The place is important in demonstrating the evolution or pattern of Queensland's history.

The fully interlocking McKenzie and Holland 20-lever mechanical signal frame (established c. 1890s and now located in a modern signal cabin) at the Charters Towers railway station, along with its associated underfloor mechanism, linkages, points, points indicators, and signals, both mechanically and electrically operated, is evidence of the evolution of signals technology and railway safety systems in Queensland. The manually operated two-lever ground frame, signals and points are also significant as examples of mechanical signalling technology.

The system of interlocked signals is surviving evidence of the former size and complexity of the Charters Towers railway station and yards. The multitude of sidings, which required interlocked signals, was a product of the extensive mining and commercial activity in Charters Towers during the late nineteenth century. The presence of a pedestrian underpass (1890), usually a feature of large metropolitan railway stations, also is evidence of the extent of activity at the Charters Towers railway station when Charters Towers was Queensland's largest and wealthiest gold-mining town.

The place demonstrates rare, uncommon or endangered aspects of Queensland's cultural heritage.

The interlocking and signalling equipment at the Charters Towers railway station is a rare surviving example of a mechanically operated railway safety system. The 10-ton crane (c. 1900) is a rare example of a large crane formerly used by Queensland Railways, and the concrete pedestrian tunnel is also an uncommon nineteenth century example of its type.

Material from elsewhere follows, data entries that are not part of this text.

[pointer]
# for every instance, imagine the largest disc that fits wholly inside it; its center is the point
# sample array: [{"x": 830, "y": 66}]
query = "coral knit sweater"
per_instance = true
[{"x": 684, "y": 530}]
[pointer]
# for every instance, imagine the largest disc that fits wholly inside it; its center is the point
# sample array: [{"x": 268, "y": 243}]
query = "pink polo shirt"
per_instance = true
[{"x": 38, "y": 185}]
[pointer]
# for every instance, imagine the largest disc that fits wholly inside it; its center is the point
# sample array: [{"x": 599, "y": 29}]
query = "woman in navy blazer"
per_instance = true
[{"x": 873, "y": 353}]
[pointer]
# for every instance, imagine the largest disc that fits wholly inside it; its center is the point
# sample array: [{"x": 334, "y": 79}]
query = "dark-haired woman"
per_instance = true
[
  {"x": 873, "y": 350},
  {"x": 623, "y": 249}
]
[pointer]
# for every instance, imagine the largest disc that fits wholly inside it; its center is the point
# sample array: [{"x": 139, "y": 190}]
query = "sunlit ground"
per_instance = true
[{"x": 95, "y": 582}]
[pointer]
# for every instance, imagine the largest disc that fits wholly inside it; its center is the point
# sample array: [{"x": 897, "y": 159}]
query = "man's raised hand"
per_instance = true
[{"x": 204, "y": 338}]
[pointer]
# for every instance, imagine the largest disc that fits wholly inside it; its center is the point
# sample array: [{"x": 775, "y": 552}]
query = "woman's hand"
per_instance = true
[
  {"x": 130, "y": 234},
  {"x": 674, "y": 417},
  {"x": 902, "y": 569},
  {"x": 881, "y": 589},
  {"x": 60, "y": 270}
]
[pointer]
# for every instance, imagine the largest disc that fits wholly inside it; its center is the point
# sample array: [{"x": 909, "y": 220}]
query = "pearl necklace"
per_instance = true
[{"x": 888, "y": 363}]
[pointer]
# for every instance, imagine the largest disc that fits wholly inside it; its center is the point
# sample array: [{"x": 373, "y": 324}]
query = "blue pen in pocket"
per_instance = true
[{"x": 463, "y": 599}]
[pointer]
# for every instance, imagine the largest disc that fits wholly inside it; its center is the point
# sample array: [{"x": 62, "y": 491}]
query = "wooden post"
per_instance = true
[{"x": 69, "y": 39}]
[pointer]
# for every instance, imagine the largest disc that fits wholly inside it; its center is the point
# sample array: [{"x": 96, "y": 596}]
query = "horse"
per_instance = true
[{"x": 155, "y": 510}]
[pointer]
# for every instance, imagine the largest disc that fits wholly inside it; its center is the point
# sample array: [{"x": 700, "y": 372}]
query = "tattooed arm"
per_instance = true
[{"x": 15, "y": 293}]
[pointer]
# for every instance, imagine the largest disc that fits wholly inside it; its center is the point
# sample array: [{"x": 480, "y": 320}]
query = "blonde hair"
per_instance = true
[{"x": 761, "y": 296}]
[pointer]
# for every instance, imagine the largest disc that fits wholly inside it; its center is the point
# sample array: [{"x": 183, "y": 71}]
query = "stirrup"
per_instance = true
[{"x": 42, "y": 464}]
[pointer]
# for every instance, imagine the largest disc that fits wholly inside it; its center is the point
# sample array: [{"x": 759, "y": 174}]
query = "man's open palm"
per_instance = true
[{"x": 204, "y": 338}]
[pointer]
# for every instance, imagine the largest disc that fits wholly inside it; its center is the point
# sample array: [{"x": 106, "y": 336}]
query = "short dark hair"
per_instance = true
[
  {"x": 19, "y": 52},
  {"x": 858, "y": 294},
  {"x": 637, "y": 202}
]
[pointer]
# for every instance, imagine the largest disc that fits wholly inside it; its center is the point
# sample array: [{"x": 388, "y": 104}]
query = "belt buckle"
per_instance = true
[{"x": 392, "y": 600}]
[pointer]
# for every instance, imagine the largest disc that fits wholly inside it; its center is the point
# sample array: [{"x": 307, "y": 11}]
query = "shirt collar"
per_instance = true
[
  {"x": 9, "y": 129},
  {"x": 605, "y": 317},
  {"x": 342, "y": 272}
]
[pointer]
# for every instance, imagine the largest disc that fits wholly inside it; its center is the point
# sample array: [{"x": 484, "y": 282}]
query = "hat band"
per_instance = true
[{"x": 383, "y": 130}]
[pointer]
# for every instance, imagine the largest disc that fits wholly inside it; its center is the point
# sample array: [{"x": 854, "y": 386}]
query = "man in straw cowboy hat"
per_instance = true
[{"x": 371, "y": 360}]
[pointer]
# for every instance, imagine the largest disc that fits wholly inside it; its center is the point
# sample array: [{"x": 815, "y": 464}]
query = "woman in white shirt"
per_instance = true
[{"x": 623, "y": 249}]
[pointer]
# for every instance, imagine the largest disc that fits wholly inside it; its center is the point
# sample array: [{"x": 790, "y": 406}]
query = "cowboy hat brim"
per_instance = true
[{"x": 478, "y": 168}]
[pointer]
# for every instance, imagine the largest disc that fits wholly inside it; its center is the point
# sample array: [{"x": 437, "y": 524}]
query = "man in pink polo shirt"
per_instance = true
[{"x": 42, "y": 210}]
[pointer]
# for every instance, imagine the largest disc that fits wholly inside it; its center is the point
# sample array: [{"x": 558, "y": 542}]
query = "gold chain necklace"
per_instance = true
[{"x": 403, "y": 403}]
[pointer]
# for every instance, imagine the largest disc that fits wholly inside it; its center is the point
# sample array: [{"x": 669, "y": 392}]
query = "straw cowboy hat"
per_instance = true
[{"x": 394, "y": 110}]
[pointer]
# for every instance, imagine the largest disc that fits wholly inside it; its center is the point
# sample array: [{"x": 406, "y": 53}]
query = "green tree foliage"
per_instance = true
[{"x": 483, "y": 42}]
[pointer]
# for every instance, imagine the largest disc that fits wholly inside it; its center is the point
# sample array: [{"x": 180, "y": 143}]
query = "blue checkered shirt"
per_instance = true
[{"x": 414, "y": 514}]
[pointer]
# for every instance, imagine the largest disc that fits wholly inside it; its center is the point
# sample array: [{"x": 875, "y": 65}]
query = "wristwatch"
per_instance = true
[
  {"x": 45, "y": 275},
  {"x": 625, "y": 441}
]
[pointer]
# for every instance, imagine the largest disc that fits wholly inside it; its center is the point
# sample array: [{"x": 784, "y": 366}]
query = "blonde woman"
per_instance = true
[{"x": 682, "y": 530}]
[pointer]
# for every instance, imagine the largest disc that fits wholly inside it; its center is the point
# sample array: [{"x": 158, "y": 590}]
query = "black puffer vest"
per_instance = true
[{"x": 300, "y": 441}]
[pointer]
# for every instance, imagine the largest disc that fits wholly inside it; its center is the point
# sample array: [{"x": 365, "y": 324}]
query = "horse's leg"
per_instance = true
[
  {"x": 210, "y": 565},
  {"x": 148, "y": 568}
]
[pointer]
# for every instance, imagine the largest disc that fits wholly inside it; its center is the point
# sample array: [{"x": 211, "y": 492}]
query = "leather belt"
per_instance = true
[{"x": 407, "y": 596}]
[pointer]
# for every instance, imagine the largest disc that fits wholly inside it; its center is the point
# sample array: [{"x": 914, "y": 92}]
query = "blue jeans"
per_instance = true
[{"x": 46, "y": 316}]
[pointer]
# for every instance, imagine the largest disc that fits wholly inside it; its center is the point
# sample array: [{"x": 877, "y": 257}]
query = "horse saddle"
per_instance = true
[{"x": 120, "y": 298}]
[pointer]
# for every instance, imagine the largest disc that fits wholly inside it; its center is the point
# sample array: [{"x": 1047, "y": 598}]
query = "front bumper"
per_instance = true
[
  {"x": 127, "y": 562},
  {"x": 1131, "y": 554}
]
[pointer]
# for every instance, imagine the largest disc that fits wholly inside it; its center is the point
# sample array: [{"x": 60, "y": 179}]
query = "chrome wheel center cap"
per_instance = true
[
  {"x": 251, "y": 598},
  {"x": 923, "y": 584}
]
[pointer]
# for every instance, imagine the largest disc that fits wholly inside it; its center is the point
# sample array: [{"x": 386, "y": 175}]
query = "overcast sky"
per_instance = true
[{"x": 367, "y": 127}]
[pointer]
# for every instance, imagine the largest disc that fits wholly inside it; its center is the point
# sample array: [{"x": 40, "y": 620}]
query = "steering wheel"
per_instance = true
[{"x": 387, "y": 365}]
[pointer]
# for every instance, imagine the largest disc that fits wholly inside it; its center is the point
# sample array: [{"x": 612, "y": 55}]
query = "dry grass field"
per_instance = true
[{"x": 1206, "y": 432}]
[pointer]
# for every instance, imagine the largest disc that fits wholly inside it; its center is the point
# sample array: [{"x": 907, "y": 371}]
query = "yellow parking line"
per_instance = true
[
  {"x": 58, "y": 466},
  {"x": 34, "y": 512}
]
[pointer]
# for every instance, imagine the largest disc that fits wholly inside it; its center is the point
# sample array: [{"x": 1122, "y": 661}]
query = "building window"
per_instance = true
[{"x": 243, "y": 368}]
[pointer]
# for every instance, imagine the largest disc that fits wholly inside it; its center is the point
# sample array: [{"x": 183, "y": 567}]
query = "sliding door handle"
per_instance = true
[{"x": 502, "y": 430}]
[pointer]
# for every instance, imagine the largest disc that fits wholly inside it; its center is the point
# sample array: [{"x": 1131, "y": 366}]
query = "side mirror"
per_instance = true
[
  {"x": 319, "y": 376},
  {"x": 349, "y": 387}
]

The place is important in demonstrating the principal characteristics of a particular class of cultural places.

The interlocked signalling system is a good surviving example of how train safety was managed prior to the advent of computerised systems. Each aspect of the system, from the signal frame's levers and its key lock-out system, through its linkages to the various points, points indicators and signals, demonstrates the functioning of early signals technology and its safety mechanisms. The interlocking system enabled humans to mechanically manipulate the signals, while precluding the possibility of collisions caused by human error.